The American soccer official was general secretary of Concacaf, the soccer governing body overseeing the North American, Central American, and Caribbean regions, when he “agreed with other persons in or around 1992 to facilitate the acceptance of a bribe in conjunction with the selection of the host nation for the 1998 World Cup” in France, according to his testimony. He also testified that “[b]eginning in or around 2004 and continuing through 2011 , I and others on the FIFA executive committee agreed to accept bribes in conjunction with the selection of South Africa as the host nation for the 2010 World Cup.”

In between, there were bribes and kickbacks accepted in relation to broadcast and other rights, according to the testimony.

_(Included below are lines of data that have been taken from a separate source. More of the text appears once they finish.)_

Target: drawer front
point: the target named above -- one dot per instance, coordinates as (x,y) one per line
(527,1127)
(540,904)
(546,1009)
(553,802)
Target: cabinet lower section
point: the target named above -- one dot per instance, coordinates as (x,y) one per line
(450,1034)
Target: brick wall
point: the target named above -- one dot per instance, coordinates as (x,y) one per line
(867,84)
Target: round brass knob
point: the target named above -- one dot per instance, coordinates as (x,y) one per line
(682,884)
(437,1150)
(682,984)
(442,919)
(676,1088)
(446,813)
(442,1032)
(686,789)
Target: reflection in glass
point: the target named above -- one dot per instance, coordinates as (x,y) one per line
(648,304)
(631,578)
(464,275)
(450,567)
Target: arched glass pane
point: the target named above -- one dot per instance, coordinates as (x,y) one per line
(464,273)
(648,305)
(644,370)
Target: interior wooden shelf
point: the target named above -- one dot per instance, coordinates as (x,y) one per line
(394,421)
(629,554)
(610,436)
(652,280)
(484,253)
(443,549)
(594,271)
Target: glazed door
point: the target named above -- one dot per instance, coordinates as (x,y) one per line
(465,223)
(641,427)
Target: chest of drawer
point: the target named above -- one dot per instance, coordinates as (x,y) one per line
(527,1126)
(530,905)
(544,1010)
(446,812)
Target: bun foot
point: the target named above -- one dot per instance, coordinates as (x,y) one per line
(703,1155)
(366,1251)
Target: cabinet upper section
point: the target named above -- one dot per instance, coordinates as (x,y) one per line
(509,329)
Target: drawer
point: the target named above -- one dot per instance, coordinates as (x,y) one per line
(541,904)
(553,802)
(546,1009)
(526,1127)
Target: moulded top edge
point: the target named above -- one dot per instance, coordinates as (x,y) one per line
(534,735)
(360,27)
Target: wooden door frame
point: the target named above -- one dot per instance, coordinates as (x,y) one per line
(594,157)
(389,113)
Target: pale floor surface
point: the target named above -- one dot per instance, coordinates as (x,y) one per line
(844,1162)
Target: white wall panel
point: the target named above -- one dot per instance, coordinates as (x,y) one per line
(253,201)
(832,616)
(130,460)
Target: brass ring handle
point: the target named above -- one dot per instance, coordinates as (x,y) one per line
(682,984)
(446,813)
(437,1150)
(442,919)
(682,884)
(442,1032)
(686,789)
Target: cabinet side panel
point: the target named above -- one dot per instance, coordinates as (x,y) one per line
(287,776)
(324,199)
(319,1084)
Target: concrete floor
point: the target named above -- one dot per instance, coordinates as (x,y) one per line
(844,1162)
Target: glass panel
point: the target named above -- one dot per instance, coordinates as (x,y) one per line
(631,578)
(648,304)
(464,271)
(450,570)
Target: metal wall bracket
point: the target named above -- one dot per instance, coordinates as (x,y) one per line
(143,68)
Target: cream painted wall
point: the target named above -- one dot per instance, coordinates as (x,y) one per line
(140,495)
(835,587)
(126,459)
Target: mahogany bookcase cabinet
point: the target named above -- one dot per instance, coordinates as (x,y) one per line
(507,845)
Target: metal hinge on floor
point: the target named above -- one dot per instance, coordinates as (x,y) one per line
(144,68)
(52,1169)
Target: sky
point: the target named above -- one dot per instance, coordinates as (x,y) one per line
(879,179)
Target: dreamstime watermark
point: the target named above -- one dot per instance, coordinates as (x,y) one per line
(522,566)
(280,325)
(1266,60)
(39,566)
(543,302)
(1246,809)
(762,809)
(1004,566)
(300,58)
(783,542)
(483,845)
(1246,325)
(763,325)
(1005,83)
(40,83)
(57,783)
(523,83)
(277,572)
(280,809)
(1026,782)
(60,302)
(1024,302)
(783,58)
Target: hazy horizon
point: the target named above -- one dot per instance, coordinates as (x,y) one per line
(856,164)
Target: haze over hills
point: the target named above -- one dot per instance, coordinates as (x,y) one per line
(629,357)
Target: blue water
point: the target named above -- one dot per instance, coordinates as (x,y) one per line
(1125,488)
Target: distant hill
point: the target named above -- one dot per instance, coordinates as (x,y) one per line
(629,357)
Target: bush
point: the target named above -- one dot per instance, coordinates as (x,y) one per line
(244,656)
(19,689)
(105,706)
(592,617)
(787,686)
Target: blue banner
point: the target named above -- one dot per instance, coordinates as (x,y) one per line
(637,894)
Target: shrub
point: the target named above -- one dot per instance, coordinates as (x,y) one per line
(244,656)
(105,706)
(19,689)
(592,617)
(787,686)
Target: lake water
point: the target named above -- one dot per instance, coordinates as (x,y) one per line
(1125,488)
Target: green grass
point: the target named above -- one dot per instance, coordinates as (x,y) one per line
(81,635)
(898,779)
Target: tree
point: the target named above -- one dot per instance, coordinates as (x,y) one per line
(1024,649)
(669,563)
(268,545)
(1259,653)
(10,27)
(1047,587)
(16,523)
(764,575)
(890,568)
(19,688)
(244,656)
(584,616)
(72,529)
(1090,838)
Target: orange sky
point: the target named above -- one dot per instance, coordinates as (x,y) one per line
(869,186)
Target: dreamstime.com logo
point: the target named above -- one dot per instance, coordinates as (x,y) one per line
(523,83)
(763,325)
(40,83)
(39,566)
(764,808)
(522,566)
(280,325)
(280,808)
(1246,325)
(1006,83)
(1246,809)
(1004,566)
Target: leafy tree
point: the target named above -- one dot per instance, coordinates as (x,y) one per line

The documents suggest that Blazer, who faces up to 20 years in jail, has pleaded guilty and is a cooperating witness in the US justice department’s efforts to prosecute several people connected to FIFA for bribery and corruption, adding a new twist to the growing scandal currently enveloping the soccer world’s governing body. The crisis prompted the organization’s longtime (and recently re-elected) president Sepp Blatter to resign yesterday (June 2).

Interestingly, one of the members of the FIFA World Cup Organizing Committee for the 1998 tournament in France was Michel Platini, the current head of UEFA, Europe’s soccer governing body. While Platini has not been implicated in any wrongdoing, the connection could perhaps put a damper on his efforts to succeed Blatter at the top of FIFA.